21/06/2016 09:36 | Lien permanent | Commentaires (0)

Le Prince au petit pois

Il était une fois un pois tout petit par sa taille, mais très grand par son goût. Il avait été arrosé, soigné, sélectionné avec amour sur la belle terre du Pays Basque espagnol, là où le dosage parfait de soleil et de pluie transforme les légumes en or. Sans compter les embruns marins, qui confèrent une petite note délicatement salée à la chair douce. Chaque matin, le maraîcher venait vérifier, plant par plant, si les cosses étaient à juste maturité. Rien à voir avec les récoltes au tracteur des champs voisins... Par la grâce conjuguée de la météo et du talent jardinier, voilà donc notre pois de variété ancienne qui se bonifie de saison en saison, jusqu'à devenir la princesse des légumineuses. En croquant, on éprouve une sorte d'explosion de fraîcheur en bouche. On appelle désormais cette merveille guisante lágrima, la larme de pois, et il ne faut pas moins de 200 euros pour s'offrir un kilo de saveur. Les grands chefs de la région le cuisent quelques secondes à la vapeur et le servent le jour même de sa cueillette. Marié (par exemple) avec de la glace à l'huile d'olive, il meurt heureux et séduit beaucoup de petits gourmets. Fin du conte, inspiré par un reportage de l'International New York Times de la semaine dernière.

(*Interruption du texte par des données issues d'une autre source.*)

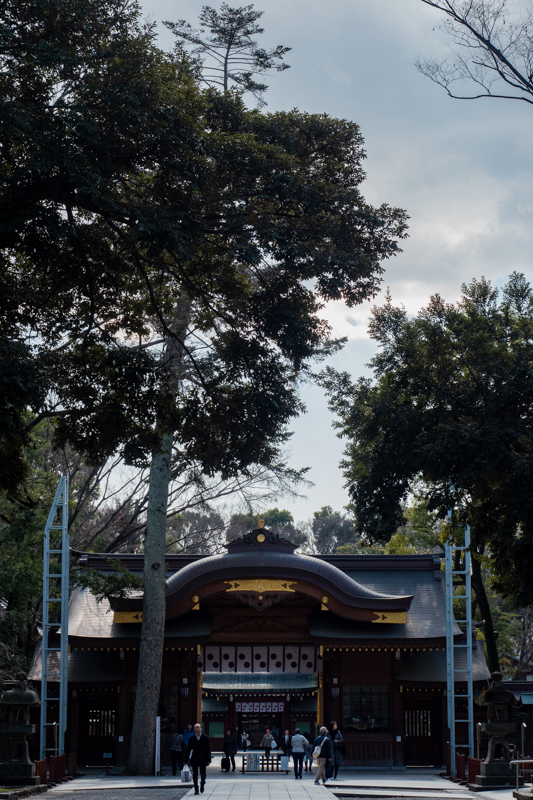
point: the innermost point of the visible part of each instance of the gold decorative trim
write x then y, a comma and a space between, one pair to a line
127, 616
391, 617
260, 585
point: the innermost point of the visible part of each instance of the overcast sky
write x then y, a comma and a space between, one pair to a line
462, 170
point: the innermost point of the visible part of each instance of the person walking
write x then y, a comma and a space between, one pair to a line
323, 741
176, 751
308, 750
231, 746
266, 742
336, 738
298, 747
199, 756
187, 733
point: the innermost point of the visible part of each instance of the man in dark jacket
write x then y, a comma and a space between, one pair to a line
323, 740
198, 756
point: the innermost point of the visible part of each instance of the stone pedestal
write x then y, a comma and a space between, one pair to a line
498, 774
16, 769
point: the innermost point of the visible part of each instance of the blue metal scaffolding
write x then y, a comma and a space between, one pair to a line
55, 620
454, 674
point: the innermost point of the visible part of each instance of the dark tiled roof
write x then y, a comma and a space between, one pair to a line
426, 619
259, 681
275, 564
83, 667
89, 619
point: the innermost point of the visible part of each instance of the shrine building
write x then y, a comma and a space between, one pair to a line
262, 636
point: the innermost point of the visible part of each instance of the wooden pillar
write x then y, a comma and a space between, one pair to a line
397, 725
320, 701
198, 698
123, 725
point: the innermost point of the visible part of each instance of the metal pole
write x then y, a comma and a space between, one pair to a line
60, 595
65, 566
450, 677
468, 609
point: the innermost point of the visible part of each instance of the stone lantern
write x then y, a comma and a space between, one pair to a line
496, 771
16, 769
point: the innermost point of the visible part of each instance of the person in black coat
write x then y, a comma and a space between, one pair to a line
231, 746
198, 756
285, 742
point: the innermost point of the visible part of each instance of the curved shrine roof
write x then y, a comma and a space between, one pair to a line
262, 554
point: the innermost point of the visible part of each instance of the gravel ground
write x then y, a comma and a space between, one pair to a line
172, 793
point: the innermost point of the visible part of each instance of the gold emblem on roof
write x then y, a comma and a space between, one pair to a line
391, 617
260, 585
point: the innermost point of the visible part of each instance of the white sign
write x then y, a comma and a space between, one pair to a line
157, 745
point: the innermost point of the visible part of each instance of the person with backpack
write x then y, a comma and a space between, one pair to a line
199, 756
322, 753
266, 742
338, 747
308, 757
298, 745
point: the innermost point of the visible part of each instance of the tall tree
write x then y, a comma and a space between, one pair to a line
330, 530
223, 51
167, 252
452, 402
493, 53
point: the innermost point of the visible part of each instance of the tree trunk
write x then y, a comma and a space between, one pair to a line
142, 752
493, 661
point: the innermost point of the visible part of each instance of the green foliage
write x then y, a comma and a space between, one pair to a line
331, 530
451, 402
126, 190
223, 52
115, 586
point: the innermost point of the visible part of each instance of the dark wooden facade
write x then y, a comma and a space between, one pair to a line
262, 636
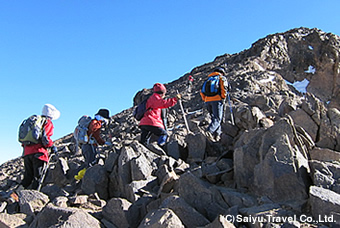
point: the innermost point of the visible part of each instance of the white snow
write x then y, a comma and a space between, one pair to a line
300, 86
311, 70
266, 80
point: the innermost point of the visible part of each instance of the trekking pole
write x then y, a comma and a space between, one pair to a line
229, 102
184, 116
43, 175
231, 109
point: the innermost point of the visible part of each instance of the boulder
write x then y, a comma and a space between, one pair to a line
323, 202
187, 214
116, 212
161, 218
52, 216
32, 201
96, 180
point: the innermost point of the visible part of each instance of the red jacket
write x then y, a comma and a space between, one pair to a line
217, 97
40, 148
94, 131
154, 106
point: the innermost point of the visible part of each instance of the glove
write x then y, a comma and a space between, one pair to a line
54, 149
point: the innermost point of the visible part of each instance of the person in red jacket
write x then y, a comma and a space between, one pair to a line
36, 155
152, 122
89, 150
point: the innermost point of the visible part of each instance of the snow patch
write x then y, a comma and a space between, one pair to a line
266, 80
311, 70
300, 86
260, 67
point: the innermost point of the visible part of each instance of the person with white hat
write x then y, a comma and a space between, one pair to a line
36, 155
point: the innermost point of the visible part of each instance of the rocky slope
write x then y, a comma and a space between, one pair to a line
277, 166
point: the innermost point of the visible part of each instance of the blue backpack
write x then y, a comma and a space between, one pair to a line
139, 111
211, 86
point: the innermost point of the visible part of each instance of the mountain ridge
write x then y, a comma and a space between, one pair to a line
271, 162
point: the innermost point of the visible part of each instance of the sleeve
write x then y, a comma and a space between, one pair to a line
202, 96
164, 103
47, 133
94, 130
224, 83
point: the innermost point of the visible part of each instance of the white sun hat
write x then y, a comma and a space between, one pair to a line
50, 111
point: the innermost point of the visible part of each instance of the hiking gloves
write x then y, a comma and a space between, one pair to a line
54, 149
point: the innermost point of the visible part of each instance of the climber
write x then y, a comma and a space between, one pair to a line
36, 154
89, 149
213, 93
152, 122
190, 81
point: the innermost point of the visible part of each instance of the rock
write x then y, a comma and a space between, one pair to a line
9, 220
96, 180
161, 218
52, 216
279, 168
187, 214
323, 202
220, 222
196, 147
204, 199
32, 201
116, 211
324, 154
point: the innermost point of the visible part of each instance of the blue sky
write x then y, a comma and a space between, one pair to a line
84, 55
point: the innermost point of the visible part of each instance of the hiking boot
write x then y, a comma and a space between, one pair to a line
210, 136
217, 138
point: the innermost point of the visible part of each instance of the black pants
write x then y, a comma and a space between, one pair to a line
148, 130
33, 170
89, 152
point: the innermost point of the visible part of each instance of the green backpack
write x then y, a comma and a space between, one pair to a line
30, 130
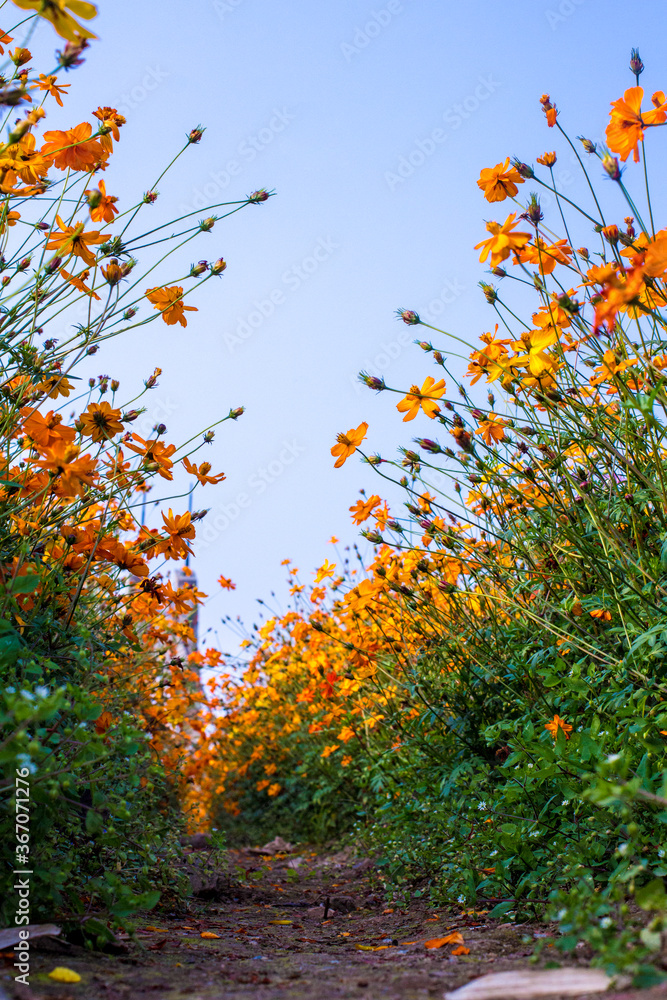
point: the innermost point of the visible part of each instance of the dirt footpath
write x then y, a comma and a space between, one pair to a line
290, 926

J'adore les fables édifiantes. Celle-ci est une joyeuse variante gastronomique de la morale les-derniers-seront-les-premiers. Un petit pois de rien, qui s'ennoblit à force d'attention et de culture respectueuse. La fée verte (pas celle rend fou dans le Val de Travers - l'autre, celle qui manie la baguette magique de la conscience environnementale) a encore frappé: elle est parvenue à nous faire voir des trésors où il n'y avait, jadis, que du banal. Si on m'avait dit qu'un jour j'aurais envie de réserver une table multi-toquée à Bilbao, juste pour y goûter des légumes de grand-mère...

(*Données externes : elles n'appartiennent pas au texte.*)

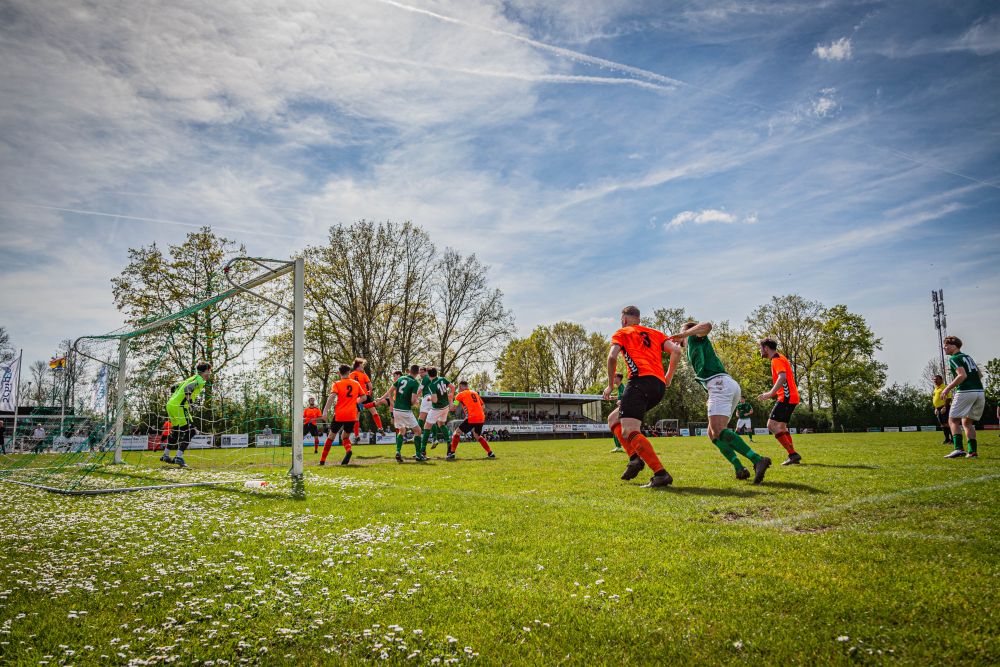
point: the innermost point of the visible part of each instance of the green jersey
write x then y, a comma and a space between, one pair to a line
182, 396
439, 390
406, 388
973, 381
701, 355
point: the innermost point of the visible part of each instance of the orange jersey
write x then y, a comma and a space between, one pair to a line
473, 405
642, 348
347, 392
311, 415
789, 393
361, 378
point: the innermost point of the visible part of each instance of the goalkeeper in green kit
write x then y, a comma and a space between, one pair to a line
178, 411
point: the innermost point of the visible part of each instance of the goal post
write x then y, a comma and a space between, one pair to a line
244, 424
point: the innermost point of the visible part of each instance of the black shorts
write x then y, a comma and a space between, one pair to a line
336, 427
641, 395
782, 411
465, 427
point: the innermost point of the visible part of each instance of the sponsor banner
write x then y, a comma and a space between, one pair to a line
201, 442
10, 374
235, 440
135, 442
268, 440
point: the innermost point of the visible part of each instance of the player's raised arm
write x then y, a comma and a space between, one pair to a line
612, 369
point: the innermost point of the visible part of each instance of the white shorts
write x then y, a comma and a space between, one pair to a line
436, 414
403, 419
723, 395
968, 405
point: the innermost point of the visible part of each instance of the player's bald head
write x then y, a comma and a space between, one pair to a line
630, 314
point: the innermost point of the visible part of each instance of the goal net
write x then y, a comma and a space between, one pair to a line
245, 423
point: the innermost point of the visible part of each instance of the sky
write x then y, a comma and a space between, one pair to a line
594, 153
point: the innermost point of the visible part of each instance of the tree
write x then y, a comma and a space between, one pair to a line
6, 349
795, 322
469, 322
846, 365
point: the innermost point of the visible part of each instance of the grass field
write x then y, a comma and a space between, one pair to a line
875, 550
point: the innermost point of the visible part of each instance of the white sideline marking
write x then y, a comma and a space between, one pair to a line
882, 497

Plus près de nous, sur les marchés romands, on trouve aussi de petits pois hors du commun, qui vous détournent résolument de leurs cousins en sachets surgelés. L'autre jour, j'en ai acheté une barquette et j'ai hésité à les monter en collier, tant ils étaient mignons, réguliers et hyper chers. De vraies perles nacrées. Eh, c'est qu'ils avaient été écossés par les pensionnaires de l'EMS attenant à la ferme, voilà qui ajoute encore de la plus-value émotionnelle au produit à peine prélevé sur le sillon. Je les ai mangés, finalement, en dégustant chaque grain sur la langue: c'est bien ainsi qu'il faut rendre hommage à l'exceptionnel.
Je vous quitte, la bouche pleine, sur ces envies de fraîcheur précieuse. La saison se prête aux explorations potagères et je vous les souhaite savoureuses. A nous radis oubliés et colraves redécouverts.... On se retrouve fin août, après les numéros d'été, pour causer des prunes et potirons?